O MED foi criado para fundada suspeita de fraude e para falha operacional do Pix. Golpe de falsa central, invasão de conta, coação ou uso de conta laranja podem ser analisados. Arrependimento, erro do próprio pagador ao digitar a chave e disputa sobre produto ou serviço não entregue não entram automaticamente no mecanismo.

Classifique o fato com precisão. Uma compra feita por Pix em site falso pode envolver fraude; um produto legítimo que chegou atrasado é, em princípio, conflito de consumo. Mesmo fora do MED, o pagador pode pedir devolução ao recebedor, reclamar nos canais de consumo ou buscar o Judiciário conforme o caso.

Abra a contestação no aplicativo

Localize a transação no histórico Pix e use a opção de contestar ou solicitar devolução por fraude. O autoatendimento evita depender inicialmente de atendente humano. Informe o ocorrido e preserve comprovante, conversa, anúncio, telefone e demais elementos. O prazo máximo é de 80 dias desde a transação, mas horas podem fazer diferença porque o dinheiro circula rapidamente.

O banco do pagador comunica as instituições das contas envolvidas. Recursos disponíveis podem ser bloqueados para análise. Registre também o protocolo do atendimento e faça boletim de ocorrência quando útil à investigação; isso não substitui a contestação dentro do app e não autoriza o banco a exigir pagamento para abrir o MED.

Análise, devolução parcial e rastreamento

As instituições analisam a suspeita. Pela orientação do BC, a análise da fraude leva até sete dias e, se confirmada, os recursos disponíveis são devolvidos em até 96 horas após a conclusão, total ou parcialmente. Bloqueio provisório não é aprovação definitiva, e o banco do pagador não é obrigado a usar dinheiro próprio apenas porque o saldo recuperado foi insuficiente.

Desde 2 de fevereiro de 2026, o MED aprimorado permite rastrear possíveis caminhos do dinheiro para além da primeira conta receptora. Se a devolução for parcial, as instituições monitoram as contas alcançadas e fazem novas devoluções quando surgirem recursos, até completar o valor ou chegar a noventa dias da transação original. O rastreamento amplia a chance, mas não garante recuperação.

Se o MED for negado ou insuficiente

Peça o motivo e os registros da contestação. Se houver falha no procedimento do banco, reclame na ouvidoria e, depois, no Banco Central ou nos órgãos de defesa do consumidor. O BC não decide o ressarcimento individual. Responsabilidade civil da instituição depende da fraude, dos controles, dos alertas e da conduta de cada participante; não presuma que todo banco de destino indenizará automaticamente.

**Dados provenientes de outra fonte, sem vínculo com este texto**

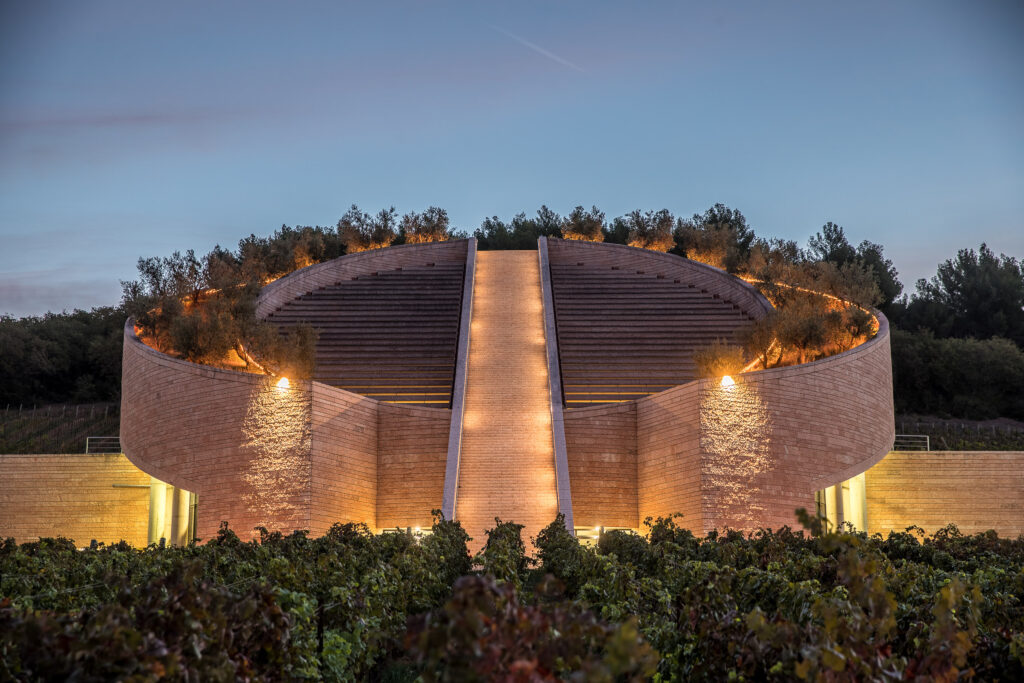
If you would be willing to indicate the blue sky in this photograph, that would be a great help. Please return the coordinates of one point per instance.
(136, 129)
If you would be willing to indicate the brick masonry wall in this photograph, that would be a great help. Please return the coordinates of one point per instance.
(633, 258)
(977, 491)
(756, 453)
(602, 458)
(744, 457)
(73, 496)
(301, 458)
(344, 458)
(314, 276)
(669, 456)
(236, 440)
(412, 453)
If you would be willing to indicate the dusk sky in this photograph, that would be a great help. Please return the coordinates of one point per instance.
(137, 129)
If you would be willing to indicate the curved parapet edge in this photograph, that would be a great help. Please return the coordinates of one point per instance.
(562, 485)
(307, 280)
(714, 280)
(450, 495)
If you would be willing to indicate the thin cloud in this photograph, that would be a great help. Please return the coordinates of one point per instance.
(540, 50)
(68, 121)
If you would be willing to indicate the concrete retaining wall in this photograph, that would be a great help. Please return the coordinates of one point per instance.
(76, 496)
(976, 491)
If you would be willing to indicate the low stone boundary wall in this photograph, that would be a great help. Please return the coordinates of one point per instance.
(76, 496)
(977, 491)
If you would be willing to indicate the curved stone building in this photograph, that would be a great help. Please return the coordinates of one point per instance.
(510, 384)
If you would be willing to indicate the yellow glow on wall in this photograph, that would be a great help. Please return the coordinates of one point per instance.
(735, 441)
(278, 438)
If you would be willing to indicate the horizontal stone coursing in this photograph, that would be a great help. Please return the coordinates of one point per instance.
(976, 491)
(76, 496)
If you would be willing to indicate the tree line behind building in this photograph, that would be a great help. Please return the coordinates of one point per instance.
(956, 341)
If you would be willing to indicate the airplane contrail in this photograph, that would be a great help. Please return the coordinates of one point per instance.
(539, 49)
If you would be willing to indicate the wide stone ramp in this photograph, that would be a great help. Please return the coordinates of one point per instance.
(507, 464)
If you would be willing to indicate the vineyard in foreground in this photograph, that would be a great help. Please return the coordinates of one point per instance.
(772, 605)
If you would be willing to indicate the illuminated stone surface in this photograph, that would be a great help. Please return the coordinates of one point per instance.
(507, 467)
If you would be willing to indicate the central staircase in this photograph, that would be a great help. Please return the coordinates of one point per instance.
(507, 466)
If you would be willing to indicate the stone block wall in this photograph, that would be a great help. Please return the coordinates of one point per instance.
(80, 497)
(344, 459)
(412, 454)
(976, 491)
(602, 463)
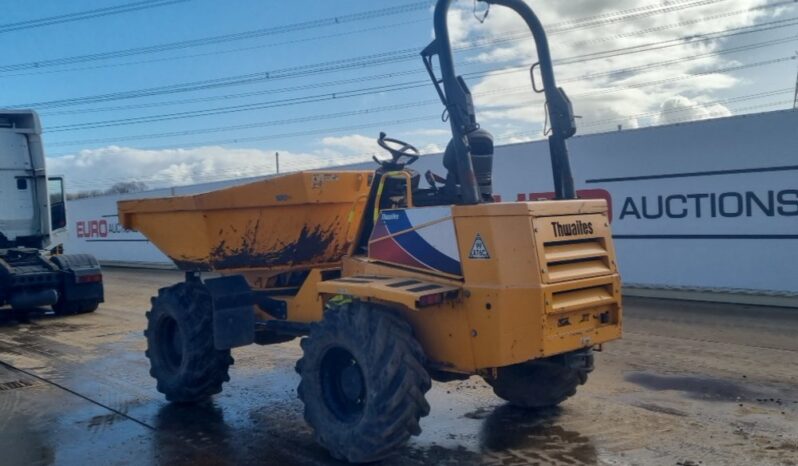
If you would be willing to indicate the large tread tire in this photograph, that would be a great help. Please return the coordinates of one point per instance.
(542, 383)
(183, 359)
(391, 362)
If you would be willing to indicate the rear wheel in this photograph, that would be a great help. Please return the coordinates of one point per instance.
(183, 359)
(363, 382)
(543, 382)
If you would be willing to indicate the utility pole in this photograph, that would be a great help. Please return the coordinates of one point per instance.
(795, 99)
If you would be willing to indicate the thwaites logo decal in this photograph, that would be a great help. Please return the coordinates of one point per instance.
(479, 250)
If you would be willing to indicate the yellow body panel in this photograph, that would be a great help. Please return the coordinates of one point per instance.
(537, 295)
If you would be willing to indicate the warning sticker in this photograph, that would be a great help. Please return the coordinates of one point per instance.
(478, 250)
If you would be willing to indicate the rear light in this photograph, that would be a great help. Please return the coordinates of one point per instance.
(430, 300)
(92, 278)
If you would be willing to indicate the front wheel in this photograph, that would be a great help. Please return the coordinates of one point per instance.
(183, 359)
(542, 383)
(362, 382)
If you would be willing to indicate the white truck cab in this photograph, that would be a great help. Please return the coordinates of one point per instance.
(33, 227)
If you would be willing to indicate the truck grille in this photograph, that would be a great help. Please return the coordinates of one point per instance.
(568, 258)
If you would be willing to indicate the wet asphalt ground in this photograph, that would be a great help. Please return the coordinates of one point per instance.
(690, 384)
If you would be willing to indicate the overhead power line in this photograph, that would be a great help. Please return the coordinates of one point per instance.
(221, 39)
(381, 59)
(360, 91)
(408, 85)
(86, 14)
(421, 103)
(332, 161)
(580, 23)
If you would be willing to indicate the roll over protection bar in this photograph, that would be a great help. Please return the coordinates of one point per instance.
(459, 105)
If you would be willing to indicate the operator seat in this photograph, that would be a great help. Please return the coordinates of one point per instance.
(481, 143)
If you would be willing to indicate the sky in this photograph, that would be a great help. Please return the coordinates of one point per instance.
(175, 92)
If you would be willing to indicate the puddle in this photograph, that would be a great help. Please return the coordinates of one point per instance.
(696, 387)
(537, 434)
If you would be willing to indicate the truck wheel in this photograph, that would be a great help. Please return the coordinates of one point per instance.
(544, 382)
(363, 382)
(183, 359)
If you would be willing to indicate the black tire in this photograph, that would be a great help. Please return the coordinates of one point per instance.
(542, 383)
(363, 382)
(183, 359)
(67, 262)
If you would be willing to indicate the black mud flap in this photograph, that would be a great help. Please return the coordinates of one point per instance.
(233, 311)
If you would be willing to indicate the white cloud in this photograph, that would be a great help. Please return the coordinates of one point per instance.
(101, 168)
(680, 108)
(603, 97)
(642, 93)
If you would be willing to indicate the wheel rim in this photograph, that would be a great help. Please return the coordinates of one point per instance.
(343, 385)
(171, 343)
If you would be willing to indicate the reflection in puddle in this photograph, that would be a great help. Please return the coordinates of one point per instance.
(703, 388)
(195, 434)
(534, 435)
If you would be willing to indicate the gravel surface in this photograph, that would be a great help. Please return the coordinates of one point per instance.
(689, 384)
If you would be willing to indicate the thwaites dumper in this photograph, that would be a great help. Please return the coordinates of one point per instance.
(391, 285)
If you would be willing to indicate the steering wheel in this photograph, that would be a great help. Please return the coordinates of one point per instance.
(397, 149)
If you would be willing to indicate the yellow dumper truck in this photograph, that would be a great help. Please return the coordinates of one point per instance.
(390, 284)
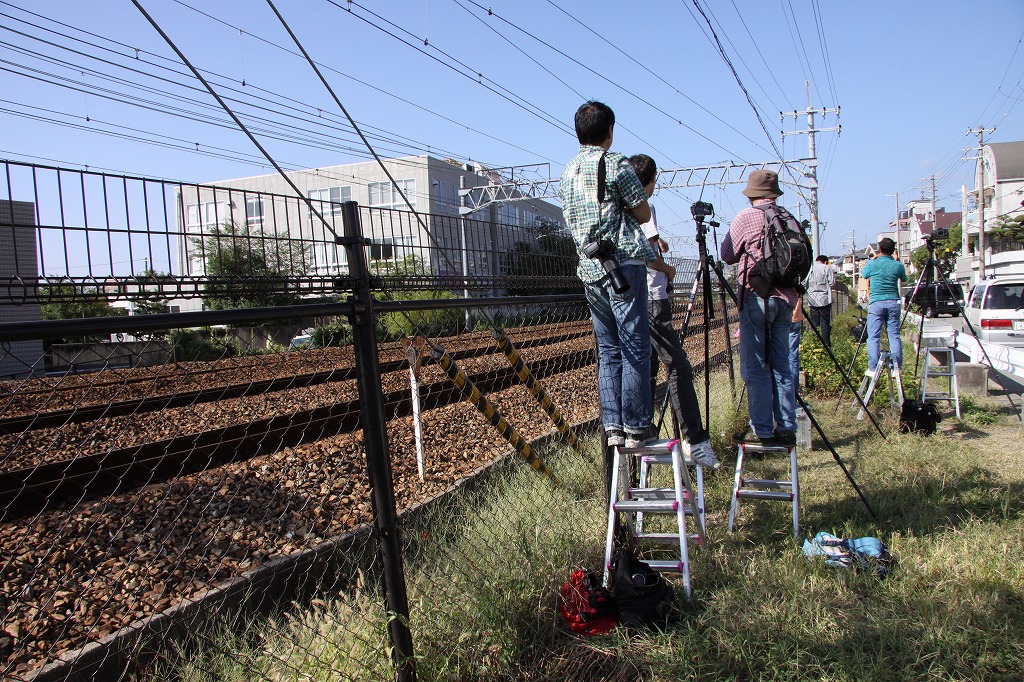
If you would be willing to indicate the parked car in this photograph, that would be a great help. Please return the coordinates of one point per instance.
(995, 309)
(937, 299)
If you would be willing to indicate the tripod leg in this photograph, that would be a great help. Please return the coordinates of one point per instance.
(839, 460)
(849, 372)
(846, 378)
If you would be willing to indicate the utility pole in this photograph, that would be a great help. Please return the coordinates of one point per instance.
(899, 239)
(980, 132)
(812, 160)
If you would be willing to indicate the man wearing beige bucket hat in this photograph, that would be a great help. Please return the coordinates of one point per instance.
(765, 364)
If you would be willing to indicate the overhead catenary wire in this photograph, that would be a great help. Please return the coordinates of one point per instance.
(600, 75)
(318, 120)
(473, 75)
(138, 54)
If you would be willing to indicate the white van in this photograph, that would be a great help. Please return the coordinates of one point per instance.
(995, 309)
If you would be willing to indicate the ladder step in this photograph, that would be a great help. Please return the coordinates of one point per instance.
(666, 565)
(758, 448)
(651, 506)
(654, 493)
(664, 459)
(765, 483)
(668, 538)
(659, 446)
(764, 495)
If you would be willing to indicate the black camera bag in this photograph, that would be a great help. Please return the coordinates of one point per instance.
(644, 598)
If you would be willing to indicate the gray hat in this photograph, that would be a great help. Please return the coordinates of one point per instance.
(762, 184)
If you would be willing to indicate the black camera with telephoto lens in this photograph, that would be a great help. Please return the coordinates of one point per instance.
(701, 210)
(604, 251)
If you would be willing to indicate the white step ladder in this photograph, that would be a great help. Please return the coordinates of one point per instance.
(940, 361)
(870, 382)
(764, 488)
(677, 502)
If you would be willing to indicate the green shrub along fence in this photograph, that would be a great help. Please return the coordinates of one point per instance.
(328, 511)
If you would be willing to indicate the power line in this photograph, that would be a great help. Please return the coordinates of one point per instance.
(474, 76)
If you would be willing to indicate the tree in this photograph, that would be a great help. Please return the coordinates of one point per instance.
(249, 268)
(553, 257)
(69, 301)
(946, 251)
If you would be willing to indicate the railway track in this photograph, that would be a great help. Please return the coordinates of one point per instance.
(142, 527)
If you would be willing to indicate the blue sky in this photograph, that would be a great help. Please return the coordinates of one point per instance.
(501, 88)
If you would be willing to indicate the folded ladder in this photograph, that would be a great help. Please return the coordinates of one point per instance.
(646, 499)
(870, 382)
(763, 488)
(935, 368)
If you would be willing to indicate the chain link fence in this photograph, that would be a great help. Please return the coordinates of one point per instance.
(349, 452)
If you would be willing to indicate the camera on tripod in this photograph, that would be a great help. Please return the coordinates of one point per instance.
(604, 251)
(700, 210)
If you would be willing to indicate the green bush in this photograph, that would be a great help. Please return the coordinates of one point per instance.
(335, 333)
(189, 345)
(441, 322)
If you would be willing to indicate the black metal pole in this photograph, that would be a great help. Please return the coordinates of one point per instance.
(368, 377)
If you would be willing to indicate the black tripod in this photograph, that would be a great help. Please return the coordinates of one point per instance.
(702, 281)
(708, 264)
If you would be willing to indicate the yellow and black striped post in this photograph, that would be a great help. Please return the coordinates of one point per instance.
(473, 395)
(536, 388)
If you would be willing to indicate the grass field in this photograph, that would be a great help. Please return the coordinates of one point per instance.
(483, 571)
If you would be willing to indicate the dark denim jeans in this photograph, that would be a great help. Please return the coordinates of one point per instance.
(624, 351)
(667, 346)
(770, 396)
(820, 318)
(884, 313)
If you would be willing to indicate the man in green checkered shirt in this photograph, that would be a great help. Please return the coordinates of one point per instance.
(621, 323)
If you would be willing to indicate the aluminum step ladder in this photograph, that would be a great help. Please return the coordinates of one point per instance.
(765, 488)
(940, 361)
(870, 382)
(647, 499)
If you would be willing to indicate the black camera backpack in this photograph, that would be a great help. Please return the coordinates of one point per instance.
(786, 253)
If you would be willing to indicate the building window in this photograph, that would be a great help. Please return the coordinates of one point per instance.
(208, 214)
(385, 195)
(335, 196)
(392, 248)
(254, 211)
(446, 197)
(507, 214)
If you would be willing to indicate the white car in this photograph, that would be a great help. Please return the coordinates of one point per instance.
(995, 309)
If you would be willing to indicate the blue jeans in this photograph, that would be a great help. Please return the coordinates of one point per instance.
(884, 313)
(770, 396)
(621, 325)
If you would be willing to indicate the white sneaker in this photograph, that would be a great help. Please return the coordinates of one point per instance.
(702, 454)
(641, 439)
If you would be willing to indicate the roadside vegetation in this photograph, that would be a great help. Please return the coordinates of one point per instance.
(484, 566)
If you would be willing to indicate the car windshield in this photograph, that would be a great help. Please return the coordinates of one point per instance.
(1001, 296)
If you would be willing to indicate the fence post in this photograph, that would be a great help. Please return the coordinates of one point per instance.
(368, 377)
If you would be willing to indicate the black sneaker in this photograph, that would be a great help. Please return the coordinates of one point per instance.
(786, 438)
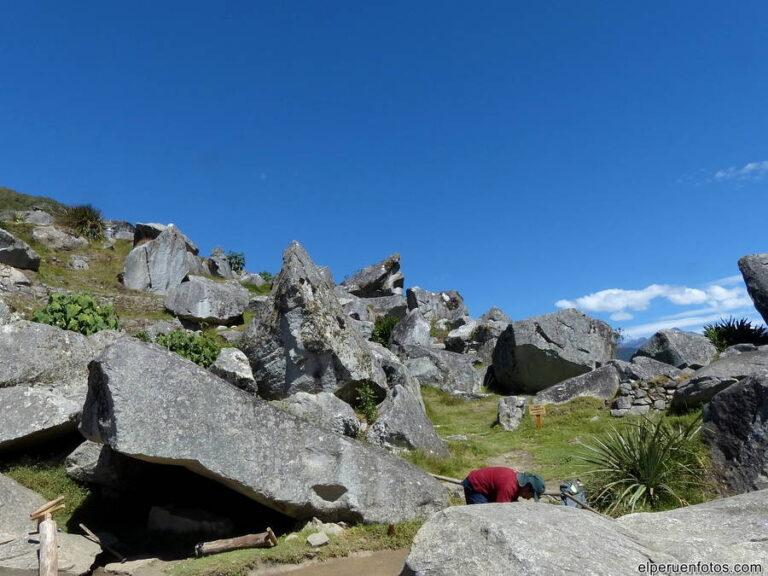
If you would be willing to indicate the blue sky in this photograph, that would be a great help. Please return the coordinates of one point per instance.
(530, 155)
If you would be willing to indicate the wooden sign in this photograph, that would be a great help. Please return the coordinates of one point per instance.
(537, 411)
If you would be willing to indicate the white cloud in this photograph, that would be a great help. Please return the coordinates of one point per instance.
(621, 316)
(751, 171)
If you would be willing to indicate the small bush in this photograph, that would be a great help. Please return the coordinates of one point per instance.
(202, 350)
(77, 312)
(85, 220)
(382, 329)
(366, 402)
(652, 464)
(728, 332)
(236, 261)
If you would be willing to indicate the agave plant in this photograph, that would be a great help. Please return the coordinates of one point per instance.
(728, 332)
(647, 464)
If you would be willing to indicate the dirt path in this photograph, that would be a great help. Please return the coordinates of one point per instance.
(383, 563)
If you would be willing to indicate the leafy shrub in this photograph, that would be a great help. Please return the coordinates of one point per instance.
(728, 332)
(77, 312)
(366, 402)
(236, 261)
(650, 464)
(202, 350)
(382, 329)
(85, 220)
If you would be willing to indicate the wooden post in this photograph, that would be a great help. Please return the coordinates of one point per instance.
(537, 411)
(49, 549)
(261, 540)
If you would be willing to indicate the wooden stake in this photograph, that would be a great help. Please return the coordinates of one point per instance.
(49, 550)
(261, 540)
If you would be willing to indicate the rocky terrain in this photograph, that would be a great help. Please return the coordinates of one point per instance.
(303, 416)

Preserve provas e avalie orientação jurídica para valor relevante ou negativa inconsistente. Também proteja a conta: altere credenciais comprometidas, encerre acesso remoto e comunique outras transações suspeitas. Um MED aberto para um Pix não contesta automaticamente todos os débitos relacionados ao golpe.

Perguntas frequentes

O banco é obrigado a devolver o dinheiro em qualquer golpe do Pix?

Não; o MED analisa cada caso, e a devolução depende de haver saldo disponível na conta de destino e da fraude ser confirmada dentro do prazo e das regras do mecanismo.

Preciso registrar boletim de ocorrência antes de acionar o MED?

Não. O boletim não é requisito do MED, embora possa documentar o relato e auxiliar investigação ou providência posterior. Abra primeiro a contestação no aplicativo sem perder tempo.

O MED também vale para TED ou outra transferência?

Não. O mecanismo pertence ao Pix; outras transferências seguem contestação e medidas próprias junto à instituição e às vias competentes.